Francisco (“Kiko”) Hernandez ’14 and Benjamin Docter ’14 will also use their forum “Calvin, Hobbes, and Calvin & Hobbes” to explore the politics behind another aspect of popular culture. Hernandez and Docter, advised by Ezra and Cecile Zilkha Professor in the College of Social Studies Donald Moon, will analyze Bill Watterson’s comic strip “Calvin & Hobbes” by exploring its relationship to some of the most notable social and political theorists in the Western cannon.
“Calvin and Hobbes is about a six-year-old who is going through the basics of everyday life: getting beaten up, meeting a girl he has a crush on, etc.” Hernandez said. “The goal is to see how this comic strip applies to themes such as the social contract, freedom and liberty, morality, religion, and/or capitalism.”

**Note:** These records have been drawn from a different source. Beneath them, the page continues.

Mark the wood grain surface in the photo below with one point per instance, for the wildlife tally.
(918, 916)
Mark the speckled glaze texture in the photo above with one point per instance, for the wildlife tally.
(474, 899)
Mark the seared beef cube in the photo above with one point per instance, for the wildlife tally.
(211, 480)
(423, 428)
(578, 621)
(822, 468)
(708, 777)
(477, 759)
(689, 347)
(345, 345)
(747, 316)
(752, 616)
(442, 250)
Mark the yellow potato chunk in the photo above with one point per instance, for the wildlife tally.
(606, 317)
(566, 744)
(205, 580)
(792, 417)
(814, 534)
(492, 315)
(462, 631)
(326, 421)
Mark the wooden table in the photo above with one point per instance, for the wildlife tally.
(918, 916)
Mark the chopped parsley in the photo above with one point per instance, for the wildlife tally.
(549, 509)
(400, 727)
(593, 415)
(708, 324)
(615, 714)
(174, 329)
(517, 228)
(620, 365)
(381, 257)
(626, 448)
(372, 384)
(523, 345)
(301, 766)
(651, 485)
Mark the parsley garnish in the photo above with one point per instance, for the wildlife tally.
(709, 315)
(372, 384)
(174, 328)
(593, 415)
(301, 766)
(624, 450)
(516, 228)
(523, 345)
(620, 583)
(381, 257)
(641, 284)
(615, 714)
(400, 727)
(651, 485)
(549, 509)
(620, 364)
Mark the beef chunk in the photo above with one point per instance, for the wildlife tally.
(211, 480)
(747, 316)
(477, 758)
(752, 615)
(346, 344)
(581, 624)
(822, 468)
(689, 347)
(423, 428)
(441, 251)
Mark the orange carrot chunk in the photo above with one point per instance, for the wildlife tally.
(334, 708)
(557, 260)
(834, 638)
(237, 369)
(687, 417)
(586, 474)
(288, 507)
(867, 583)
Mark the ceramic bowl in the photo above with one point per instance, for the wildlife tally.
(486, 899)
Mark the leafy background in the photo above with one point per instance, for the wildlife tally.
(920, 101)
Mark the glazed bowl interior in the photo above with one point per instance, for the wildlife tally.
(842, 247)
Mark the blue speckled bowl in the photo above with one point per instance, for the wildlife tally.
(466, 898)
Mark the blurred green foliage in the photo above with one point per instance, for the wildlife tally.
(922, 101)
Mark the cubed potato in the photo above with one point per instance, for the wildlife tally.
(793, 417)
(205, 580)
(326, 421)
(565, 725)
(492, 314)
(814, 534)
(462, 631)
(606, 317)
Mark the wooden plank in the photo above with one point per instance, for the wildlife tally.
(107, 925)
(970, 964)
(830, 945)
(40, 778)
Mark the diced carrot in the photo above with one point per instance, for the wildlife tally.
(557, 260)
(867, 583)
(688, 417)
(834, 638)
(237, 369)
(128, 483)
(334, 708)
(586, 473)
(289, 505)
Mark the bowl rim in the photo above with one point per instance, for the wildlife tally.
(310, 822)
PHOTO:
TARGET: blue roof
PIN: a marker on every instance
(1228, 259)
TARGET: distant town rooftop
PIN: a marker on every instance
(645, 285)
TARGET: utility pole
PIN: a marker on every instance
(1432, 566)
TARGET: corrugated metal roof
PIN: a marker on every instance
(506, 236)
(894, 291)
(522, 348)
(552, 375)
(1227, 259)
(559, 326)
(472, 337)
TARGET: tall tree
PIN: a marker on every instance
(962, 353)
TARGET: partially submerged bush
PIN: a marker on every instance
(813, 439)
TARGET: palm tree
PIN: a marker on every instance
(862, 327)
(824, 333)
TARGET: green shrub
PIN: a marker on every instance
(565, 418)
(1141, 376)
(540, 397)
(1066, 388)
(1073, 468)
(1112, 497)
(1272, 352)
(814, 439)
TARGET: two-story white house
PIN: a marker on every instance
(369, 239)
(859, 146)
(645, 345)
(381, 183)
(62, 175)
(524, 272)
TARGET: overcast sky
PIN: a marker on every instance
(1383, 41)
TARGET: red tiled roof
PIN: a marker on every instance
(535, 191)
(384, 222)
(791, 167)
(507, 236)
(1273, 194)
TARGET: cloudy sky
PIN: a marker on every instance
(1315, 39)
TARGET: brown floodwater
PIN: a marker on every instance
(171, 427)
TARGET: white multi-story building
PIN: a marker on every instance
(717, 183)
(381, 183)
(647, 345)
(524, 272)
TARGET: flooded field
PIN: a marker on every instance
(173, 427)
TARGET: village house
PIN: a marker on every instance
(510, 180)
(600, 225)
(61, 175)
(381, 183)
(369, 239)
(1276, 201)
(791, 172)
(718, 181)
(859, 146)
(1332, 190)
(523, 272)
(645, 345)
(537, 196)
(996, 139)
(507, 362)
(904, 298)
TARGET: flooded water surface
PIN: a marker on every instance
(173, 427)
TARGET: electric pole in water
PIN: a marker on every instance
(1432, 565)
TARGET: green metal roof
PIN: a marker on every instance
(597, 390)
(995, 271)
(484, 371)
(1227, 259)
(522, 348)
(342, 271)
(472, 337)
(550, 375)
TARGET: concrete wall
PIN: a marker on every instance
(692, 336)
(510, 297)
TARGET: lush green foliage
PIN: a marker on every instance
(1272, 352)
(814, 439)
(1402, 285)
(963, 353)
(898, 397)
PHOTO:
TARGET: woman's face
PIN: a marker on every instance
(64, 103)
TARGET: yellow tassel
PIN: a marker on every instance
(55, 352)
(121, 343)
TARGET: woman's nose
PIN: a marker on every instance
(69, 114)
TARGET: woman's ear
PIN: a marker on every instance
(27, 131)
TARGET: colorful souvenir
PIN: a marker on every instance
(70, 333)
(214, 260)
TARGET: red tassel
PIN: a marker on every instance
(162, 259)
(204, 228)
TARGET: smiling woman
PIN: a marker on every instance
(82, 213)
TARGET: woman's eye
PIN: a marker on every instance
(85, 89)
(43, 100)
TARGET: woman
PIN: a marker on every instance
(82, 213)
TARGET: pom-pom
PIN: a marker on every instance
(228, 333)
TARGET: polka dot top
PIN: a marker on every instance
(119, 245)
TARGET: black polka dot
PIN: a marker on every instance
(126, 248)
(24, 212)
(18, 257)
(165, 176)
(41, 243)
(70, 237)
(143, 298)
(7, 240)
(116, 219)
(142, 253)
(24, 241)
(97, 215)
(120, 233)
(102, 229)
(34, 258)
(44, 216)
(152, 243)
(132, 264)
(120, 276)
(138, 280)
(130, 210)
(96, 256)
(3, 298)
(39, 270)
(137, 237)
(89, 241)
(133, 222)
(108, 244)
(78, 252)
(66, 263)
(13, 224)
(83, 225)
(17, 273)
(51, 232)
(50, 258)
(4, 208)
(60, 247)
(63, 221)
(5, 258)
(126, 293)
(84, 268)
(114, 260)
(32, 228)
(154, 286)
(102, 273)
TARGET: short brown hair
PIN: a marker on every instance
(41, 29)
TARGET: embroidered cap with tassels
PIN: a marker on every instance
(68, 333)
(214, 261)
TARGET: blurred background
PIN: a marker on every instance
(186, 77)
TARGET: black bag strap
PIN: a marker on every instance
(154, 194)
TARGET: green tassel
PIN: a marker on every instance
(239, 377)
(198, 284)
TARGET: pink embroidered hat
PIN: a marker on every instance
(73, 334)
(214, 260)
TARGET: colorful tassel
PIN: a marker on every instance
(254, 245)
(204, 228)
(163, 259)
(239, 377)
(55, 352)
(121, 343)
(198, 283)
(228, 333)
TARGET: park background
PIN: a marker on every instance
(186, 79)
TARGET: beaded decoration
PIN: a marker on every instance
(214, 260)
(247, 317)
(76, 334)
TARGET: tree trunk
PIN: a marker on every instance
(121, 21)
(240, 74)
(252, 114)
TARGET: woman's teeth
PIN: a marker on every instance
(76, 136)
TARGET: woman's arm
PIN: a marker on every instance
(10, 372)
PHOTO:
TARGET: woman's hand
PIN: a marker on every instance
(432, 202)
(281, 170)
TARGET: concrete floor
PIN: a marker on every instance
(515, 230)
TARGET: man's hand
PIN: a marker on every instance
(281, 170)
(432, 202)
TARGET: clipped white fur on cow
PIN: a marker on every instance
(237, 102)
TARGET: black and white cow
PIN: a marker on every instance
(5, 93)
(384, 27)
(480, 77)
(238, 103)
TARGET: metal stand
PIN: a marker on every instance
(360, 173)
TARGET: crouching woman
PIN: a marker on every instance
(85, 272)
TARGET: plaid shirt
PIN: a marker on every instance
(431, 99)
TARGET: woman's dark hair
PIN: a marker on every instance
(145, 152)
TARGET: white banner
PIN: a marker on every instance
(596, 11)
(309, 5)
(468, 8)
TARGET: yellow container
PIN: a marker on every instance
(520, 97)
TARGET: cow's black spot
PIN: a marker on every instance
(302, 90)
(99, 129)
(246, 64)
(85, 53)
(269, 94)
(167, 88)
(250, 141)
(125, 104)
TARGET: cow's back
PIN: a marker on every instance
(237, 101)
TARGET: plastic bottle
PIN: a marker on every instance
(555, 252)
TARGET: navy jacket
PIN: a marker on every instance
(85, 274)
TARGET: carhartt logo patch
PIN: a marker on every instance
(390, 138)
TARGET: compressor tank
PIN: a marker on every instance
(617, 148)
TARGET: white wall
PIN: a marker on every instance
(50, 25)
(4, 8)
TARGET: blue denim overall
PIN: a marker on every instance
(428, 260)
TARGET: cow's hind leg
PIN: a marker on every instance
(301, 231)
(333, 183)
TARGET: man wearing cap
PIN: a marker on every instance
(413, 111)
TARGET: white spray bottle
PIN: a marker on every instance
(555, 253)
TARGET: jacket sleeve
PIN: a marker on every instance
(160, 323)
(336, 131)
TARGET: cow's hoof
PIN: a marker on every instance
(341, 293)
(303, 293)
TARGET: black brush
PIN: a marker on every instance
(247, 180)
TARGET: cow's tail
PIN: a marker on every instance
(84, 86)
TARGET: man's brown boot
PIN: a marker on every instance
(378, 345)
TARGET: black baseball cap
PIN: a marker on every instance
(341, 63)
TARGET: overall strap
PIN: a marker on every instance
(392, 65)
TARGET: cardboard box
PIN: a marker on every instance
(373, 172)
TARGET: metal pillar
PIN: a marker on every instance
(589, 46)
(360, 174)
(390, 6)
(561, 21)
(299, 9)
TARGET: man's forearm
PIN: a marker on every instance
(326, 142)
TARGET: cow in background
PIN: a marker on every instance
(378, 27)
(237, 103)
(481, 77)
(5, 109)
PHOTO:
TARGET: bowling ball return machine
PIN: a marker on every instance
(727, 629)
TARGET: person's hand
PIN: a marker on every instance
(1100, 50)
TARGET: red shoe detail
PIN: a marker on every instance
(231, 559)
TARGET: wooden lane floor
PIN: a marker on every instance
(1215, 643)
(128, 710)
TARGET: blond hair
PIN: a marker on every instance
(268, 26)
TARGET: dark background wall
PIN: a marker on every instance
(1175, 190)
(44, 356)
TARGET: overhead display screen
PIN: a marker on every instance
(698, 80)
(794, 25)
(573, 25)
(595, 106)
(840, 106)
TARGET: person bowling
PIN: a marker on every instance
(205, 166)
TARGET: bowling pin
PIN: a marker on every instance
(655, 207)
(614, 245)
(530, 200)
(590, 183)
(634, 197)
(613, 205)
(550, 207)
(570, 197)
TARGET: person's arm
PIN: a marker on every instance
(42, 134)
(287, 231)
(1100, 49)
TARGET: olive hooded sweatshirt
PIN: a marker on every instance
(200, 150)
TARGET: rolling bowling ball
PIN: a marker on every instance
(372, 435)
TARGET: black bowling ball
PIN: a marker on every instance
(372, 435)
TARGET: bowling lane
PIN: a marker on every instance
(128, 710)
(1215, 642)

Ava Bysiewicz Donaldson ’13 and Genevieve Aniello ’13 have structured their own forum around a recent exhibit at the Metroplitan Museum of Art that was titled “Impossible Conversations.” The exhibit engaged fashion icons Elsa Schiaparelli and Miuccia Prada in hypothetical discussions, based on the idea that even though they worked in different time periods, their styles were so closely related that it was often difficult to discern who had designed which garment. Professor of Romance Languages & Literatures Norman Shapiro will advise the forum.
“[The exhibit] just flowed like one single clothing line over the span of many years,” said Bysiewicz Donaldson.
At the beginning of each class, the students will watch video clips about the exhibitions’ artists and discuss the themes that are represented, such as what it means to be “chic” and how the body is portrayed as a carrier of narratives.
This semester, Nathaniel Dolton-Thornton ’15 will teach “Working for Intelligent Landscape Design at Wesleyan (WILD Wes): Edible Forest Gardens and Sustainable Landscape Design,” which will focus on permaculture, landscape design, and plant biology.
A group of students will work on landscape design projects for the area surrounding Summerfields, while the rest of the students will coordinate with administrators in the hopes of bringing their designs to fruition. They will also choose another landscape for future design projects. Associate Professor of Biology and Environmental Studies Michael Singer will advise the forum.
President Michael Roth expressed enthusiasm about the presence of student forums at Wesleyan and was particularly impressed with the WILD Wes forum, whose final critique he visited in a previous year.
“It was one of the best things I’ve seen at Wesleyan,” Roth said. “The student work was serious and rigorous, the critiques were harsh and demanding and appreciative where they should have been, and it was just a great thing.”